Разгребая пепел собственных добротных изб, мужики падали на колени и ползали в пыли пред теми, кто вернулся, перед теми, чьи усадьбы они растаскивали и грабили вместе с рыжими подштанниками лягушачьих лапок. Мужики отмолили себе прощенье. Они вернули все, что могли и нажили сторицей, сообразно молитве и Святому Духу, пребывающему в их душевном сознании с каждым крестным знамением.

По российским местам восстановились поместья. Орденоносные мужики притопали домой. Дома барин все придумал, семья жива здорова. Никто не позволит опустеть в солдатском доме. Помнится, Париж весной покинули, зато к жатве домой добрались.

У Василия Жуковского в череде героев, поименованных в поэме «Певец во стане русских воинов», слышим:

«Наш Милорадович, хвала!

Где он промчался с бранью,

Там, мнится, смерть сама прошла

С губительною дланью…»

Переписывая последние строки, Венечка задумался, поставил кляксу, которая моментально исчезла, и устремил свой взор в сторону Буфета, створки которого моментально распахнулись, и звяканье Флакона о Графин однозначным образом зависло в воздухе.

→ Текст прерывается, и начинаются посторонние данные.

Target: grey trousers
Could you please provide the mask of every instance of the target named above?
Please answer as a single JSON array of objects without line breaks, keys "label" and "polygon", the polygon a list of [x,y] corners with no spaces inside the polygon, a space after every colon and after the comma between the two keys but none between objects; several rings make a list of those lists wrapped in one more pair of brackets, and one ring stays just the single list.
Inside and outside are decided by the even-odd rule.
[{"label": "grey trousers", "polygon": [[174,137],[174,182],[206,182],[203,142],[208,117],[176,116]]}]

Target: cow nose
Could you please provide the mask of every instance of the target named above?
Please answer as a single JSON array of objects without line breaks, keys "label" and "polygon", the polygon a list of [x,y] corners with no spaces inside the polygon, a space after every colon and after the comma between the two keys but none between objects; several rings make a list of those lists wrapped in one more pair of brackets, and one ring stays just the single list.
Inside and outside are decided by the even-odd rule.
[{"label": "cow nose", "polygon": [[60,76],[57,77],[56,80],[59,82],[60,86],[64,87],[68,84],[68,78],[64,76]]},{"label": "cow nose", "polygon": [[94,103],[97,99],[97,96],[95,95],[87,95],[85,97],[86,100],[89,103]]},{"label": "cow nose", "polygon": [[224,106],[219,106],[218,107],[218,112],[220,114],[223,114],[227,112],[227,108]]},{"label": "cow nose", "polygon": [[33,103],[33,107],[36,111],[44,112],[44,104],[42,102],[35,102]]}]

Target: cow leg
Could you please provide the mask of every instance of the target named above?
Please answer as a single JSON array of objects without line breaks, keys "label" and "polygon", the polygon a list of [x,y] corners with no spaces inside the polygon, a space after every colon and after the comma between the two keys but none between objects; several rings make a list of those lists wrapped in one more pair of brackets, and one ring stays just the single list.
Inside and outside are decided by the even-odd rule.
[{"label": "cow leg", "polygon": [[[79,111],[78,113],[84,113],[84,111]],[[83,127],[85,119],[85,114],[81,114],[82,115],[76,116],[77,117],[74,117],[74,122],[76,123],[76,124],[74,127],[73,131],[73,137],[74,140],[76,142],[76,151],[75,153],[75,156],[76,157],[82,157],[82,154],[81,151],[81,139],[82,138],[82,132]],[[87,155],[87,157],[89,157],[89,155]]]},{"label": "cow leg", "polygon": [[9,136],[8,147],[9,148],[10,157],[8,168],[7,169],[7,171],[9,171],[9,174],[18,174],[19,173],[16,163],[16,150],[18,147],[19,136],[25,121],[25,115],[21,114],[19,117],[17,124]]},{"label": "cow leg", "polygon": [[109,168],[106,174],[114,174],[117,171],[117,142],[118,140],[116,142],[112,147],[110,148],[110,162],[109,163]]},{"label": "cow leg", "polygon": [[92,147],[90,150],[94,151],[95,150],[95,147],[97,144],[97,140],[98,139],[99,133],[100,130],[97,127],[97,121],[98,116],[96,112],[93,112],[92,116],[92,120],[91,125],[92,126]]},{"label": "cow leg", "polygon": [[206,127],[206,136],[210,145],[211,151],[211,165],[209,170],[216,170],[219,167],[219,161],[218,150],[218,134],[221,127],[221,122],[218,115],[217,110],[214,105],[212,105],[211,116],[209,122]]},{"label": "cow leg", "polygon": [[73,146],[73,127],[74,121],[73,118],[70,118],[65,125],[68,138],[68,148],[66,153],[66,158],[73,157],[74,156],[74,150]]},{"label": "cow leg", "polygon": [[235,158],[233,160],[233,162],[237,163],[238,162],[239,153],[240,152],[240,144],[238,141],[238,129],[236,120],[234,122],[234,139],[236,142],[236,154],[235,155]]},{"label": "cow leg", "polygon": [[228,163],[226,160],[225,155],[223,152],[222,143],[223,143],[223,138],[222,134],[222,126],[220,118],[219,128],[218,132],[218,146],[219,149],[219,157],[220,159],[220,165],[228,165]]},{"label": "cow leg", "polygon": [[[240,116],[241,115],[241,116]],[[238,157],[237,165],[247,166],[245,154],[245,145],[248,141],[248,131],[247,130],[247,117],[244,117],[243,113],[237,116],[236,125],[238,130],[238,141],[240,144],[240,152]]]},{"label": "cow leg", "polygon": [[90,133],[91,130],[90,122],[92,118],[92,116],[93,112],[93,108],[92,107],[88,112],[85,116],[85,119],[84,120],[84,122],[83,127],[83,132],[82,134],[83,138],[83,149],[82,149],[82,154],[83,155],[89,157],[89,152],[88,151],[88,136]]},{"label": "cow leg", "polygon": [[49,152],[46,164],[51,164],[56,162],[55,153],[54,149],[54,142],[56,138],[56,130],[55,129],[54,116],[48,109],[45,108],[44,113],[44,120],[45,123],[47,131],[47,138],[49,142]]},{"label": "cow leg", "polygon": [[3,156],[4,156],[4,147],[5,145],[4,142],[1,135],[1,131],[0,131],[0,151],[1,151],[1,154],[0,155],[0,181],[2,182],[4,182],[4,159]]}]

– Будьте любезны, – заявил Флакон.

– Наше вам пожалуйста, – обнародовался Графин с чувством собственного достоинства.

Из недр Буфета доносились нежные переливы спора между богемским стеклом, хрусталем и кузнецовским фарфором.

– Будьте любезны, без амбиций, – пробурчал Глава сервиза, – здесь пока Чайникам делать нечего.

Венечка опрокинул в себя рюмку от Графина, стопку от Флакона, залил все это из Граненого, который в споре вообще не принимал участие, прижался носом к складкам рукава правой руки и выдохнул так, что не проливаемая чернильница брызнула содержимым вокруг себя. Чернила запятнали все, кроме бумаг, а на остальном собрались в комочек и плюхнулись обратно в чернильницу.

Мне папа рассказывал, – продолжал писать Венечка от лица поручика Штейнца, – как семнадцатилетний Михаил Андреевич Милорадович впервые схлестнулся с турками под командованием самого Суворова. Ничего не было в том удивительного, потому что с рождения Мишенька был приписан к Измайловскому полку и за выслугой лет, к десятилетнему возрасту, пребывал в чине подпрапорщика лейб-гвардии. Для кого-то военная карьера заканчивалась на ранней стадии своего развития, а кое-кто влезал в мундир и не представлял для себя никакого другого занятия, кроме военного. Многие удерживали плацдарм на картах паркетных интриг, а кое-кто штурмовал крепостные сооружения, в том числе Измаил. К числу последних принадлежал Михаил Милорадович. Это была кампания 1788 года, а через десять лет он стал генерал-майором и шефом пехотного Апшеронского полка, который под командованием князя Лобанова-Ростовского был двинут в Польшу, где апшеронцы совершили блистательный штурм Пражских укреплений и вошли в Варшаву, а Прага была пригородом сей величайшей столицы. Бесподобный в своих казуистических решениях, наш несравненный военачальник Александр Васильевич в своем руководстве отозвался по поводу данной кампании примерно так: "сие дело подобно измаильскому". Далее по летописному:

"После незначительного мирного периода апшеронцы, во главе со своим шефом графом M. A. Милорадовичем, в 1798 году выступили в итальяно-швейцарский поход и участвовали в сражениях при Лекко, Бассиньяна, Треббии, Нови, Обер-Альп, на Чертовом мосту, Амштеге и Муттентале, заслужив в армии почетное имя «богатырского полка".